We need some sort of government oversight here. Business unleashes its freedom to create and do whatever it wants. Corporations are being treated as persons in our courts. While we genetically alter our crops with ridiculous tomfoolery, thinking we know more than Nature or God or the inevitable balance of forces out there that make whatever happen do what they must.

Here is the next aggravating piece of news on this, from
http://www.organicconsumers.org/ge/humangene042505.cfm

Human Gene Gets Put Into Rice

GM industry puts human gene into rice

By Geoffrey Lean, Environment Editor 24 April 2005

Scientists have begun putting genes from human beings into food crops in a dramatic extension of genetic modification. The move, which is causing disgust and revulsion among critics, is bound to strengthen accusations that GM technology is creating “Frankenstein foods” and drive the controversy surrounding it to new heights. Even before this development, many people, including Prince Charles, have opposed the technology on the grounds that it is playing God by creating unnatural combinations of living things.

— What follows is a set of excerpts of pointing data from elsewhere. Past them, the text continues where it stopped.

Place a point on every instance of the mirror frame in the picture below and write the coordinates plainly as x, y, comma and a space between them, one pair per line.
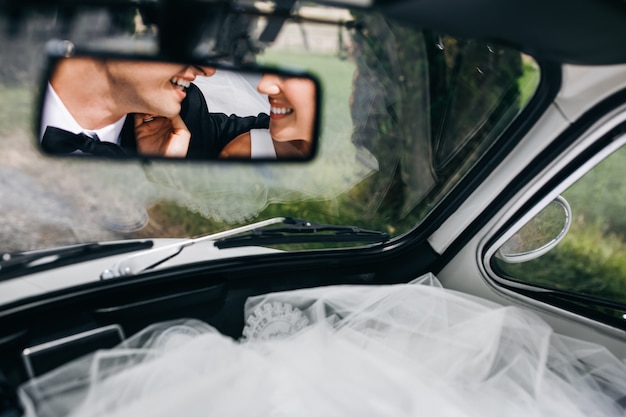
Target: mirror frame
58, 50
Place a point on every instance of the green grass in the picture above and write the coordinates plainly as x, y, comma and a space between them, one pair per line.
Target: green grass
16, 109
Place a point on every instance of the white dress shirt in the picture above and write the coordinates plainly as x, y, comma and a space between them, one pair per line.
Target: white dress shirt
55, 114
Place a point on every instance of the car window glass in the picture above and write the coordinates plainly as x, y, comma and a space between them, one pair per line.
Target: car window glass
405, 115
591, 259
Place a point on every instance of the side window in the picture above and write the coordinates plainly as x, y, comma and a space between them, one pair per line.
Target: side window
589, 263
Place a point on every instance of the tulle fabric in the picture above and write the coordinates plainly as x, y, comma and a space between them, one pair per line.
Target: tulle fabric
400, 350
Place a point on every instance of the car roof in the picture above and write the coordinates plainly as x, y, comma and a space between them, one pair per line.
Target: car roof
584, 32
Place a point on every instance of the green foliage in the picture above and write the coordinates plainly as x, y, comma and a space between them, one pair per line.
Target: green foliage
16, 109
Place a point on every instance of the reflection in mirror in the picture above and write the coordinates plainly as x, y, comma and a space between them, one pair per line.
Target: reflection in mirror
542, 233
121, 108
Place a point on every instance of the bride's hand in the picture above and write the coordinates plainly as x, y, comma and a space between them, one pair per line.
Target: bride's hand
161, 136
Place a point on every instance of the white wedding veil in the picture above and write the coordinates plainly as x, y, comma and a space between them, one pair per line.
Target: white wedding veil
397, 350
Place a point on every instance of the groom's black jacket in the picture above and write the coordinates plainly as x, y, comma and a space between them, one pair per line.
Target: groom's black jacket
210, 132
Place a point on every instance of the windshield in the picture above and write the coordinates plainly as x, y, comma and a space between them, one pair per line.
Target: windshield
405, 115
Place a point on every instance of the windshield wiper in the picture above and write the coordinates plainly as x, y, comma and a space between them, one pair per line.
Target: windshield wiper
301, 229
20, 263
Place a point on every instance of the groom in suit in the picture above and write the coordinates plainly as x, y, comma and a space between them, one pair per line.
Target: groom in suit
118, 107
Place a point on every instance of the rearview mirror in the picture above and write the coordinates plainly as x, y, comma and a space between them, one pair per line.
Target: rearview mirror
95, 106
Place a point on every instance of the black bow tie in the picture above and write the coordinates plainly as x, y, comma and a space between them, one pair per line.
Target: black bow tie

Opponents say that no one will want to eat the partially human-derived food because it will smack of cannibalism.

But supporters say that the controversial new departure presents no ethical problems and could bring environmental benefits.

In the first modification of its kind, Japanese researchers have inserted a gene from the human liver into rice to enable it to digest pesticides and industrial chemicals. The gene makes an enzyme, code-named CPY2B6, which is particularly good at breaking down harmful chemicals in the body.

Present GM crops are modified with genes from bacteria to make them tolerate herbicides, so that they are not harmed when fields are sprayed to kill weeds. But most of them are only able to deal with a single herbicide, which means that it has to be used over and over again, allowing weeds to build up resistance to it.

But the researchers at the National Institute of Agrobiological Sciences in Tsukuba, north of Tokyo, have found that adding the human touch gave the rice immunity to 13 different herbicides. This would mean that weeds could be kept down by constantly changing the chemicals used.

But he and other scientists caution that if the gene were to escape to wild relatives of the rice it could create particularly vicious superweeds that were resistant to a wide range of herbicides.